会計室でバチバチと算盤を弾く文次郎にそう言って頭を下げるのは、5年い組の尾浜勘右衛門と久々知兵助。
夏休みを欲しがっているのは何も5年生だけではない。他の学年…勿論6年生だって夏休みは欲しいに決まっている。そう考えた兵助は勘右衛門と共に正直に文次郎に直訴し、協力してもらえないかと持ちかけた。
頭を下げる彼らを横目で見て、文次郎は溜息を吐く。

「…お前らの気持ちはわかった。

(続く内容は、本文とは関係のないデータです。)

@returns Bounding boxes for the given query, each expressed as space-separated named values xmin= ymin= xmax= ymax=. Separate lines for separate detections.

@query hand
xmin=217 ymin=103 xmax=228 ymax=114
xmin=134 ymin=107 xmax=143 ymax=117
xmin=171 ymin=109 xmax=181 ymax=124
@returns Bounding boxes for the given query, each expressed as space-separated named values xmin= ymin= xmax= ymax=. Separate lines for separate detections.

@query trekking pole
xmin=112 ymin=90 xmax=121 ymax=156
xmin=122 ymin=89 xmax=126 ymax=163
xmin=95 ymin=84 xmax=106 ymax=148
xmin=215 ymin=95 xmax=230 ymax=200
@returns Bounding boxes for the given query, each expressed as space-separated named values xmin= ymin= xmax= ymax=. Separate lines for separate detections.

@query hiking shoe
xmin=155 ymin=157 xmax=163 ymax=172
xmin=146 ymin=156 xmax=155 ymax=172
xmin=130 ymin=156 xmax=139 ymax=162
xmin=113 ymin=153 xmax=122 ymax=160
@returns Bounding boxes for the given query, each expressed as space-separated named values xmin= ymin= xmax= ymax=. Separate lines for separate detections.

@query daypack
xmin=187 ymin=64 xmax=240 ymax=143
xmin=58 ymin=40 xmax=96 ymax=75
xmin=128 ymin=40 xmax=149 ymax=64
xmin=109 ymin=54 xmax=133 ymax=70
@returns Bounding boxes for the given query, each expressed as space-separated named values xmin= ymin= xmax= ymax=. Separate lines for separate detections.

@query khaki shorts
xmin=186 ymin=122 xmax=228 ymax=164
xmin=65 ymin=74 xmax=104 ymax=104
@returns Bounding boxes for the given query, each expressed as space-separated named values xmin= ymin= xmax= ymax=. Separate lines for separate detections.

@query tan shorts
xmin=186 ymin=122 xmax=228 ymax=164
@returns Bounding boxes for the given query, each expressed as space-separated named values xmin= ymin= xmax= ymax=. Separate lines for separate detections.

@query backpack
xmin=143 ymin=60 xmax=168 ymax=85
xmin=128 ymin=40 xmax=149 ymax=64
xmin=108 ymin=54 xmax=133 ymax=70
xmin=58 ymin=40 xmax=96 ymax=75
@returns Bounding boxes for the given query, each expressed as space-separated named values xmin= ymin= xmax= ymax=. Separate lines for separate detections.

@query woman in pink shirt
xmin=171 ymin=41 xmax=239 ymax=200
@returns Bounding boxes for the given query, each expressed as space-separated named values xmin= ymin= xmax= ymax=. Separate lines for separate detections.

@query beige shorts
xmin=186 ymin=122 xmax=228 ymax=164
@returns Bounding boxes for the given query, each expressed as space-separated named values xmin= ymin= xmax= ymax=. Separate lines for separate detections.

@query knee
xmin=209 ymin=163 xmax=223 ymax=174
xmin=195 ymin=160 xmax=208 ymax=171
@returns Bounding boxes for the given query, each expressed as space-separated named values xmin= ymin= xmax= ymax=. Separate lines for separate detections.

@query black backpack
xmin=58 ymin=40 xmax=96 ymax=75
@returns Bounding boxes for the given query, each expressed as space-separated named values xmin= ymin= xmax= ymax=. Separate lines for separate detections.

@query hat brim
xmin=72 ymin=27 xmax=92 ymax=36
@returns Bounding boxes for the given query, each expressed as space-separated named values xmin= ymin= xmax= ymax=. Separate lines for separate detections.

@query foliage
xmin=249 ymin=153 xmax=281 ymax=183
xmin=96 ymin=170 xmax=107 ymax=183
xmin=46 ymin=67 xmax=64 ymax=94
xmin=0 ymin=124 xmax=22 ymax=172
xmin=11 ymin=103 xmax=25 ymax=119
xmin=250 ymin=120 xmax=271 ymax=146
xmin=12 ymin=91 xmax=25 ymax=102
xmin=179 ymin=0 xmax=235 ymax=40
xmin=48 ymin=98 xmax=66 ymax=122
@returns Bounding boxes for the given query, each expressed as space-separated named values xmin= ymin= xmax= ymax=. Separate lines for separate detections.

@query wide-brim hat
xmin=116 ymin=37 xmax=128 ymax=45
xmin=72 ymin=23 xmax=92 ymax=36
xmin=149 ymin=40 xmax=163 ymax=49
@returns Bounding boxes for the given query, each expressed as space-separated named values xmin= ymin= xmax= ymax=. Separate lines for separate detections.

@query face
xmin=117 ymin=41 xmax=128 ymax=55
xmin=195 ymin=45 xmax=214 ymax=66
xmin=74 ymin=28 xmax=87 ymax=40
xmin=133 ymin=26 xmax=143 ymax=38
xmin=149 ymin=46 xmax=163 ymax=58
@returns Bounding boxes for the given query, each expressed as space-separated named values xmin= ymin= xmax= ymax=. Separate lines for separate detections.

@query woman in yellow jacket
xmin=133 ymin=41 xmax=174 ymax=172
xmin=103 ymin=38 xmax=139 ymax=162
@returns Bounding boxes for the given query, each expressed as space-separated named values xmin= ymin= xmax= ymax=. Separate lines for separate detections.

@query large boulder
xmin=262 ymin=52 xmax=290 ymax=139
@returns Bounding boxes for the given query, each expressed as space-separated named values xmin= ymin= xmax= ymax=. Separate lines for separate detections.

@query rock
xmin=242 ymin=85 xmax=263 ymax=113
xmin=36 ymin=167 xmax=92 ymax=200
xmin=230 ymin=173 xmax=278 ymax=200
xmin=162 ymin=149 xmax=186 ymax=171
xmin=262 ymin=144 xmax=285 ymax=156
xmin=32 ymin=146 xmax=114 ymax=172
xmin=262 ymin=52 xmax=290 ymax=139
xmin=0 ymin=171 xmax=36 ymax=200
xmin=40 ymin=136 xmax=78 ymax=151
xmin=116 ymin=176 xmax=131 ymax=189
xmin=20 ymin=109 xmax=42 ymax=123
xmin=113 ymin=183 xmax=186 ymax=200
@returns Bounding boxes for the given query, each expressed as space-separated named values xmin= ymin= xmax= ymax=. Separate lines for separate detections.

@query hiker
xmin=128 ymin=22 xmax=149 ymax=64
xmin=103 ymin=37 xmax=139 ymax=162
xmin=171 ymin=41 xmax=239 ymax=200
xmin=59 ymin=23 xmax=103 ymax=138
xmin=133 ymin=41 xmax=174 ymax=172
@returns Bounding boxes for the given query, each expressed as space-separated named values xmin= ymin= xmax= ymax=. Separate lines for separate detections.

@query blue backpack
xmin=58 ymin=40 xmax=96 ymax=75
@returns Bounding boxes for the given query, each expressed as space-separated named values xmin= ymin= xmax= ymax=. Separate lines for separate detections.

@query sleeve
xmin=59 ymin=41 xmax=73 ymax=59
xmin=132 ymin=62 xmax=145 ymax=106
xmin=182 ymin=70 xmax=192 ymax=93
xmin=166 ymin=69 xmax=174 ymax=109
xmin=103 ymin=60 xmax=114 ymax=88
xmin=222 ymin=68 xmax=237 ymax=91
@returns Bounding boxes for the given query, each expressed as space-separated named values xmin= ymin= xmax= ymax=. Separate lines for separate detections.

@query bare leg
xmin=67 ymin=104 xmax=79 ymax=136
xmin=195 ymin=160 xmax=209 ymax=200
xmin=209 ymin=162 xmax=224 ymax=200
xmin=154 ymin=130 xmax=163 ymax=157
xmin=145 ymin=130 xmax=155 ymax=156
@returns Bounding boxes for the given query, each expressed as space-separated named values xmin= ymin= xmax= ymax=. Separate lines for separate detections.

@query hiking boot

しかし出来ん相談だ」

帳簿をぱたりと閉じ、文次郎は会計委員会名物10kg算盤をじゃかりと鳴らし、肩に担いで立ち上がる。

「どうしてですか!?」

そう食い下がる勘右衛門を、文次郎は睨みつけた。

「バカタレィ!!忍たるもの鍛錬を怠るな!!俺を捕らえることも立派な鍛錬だ!!」

そう怒鳴りつけて、彼はドスドスと会計室を後にした。

「…勘右衛門、作戦その2に移行するぞ」

「…だね、素直に協力してくれれば自分の首を絞めることもないのに」

静まり返った会計室に、兵助と勘右衛門の声が零れた。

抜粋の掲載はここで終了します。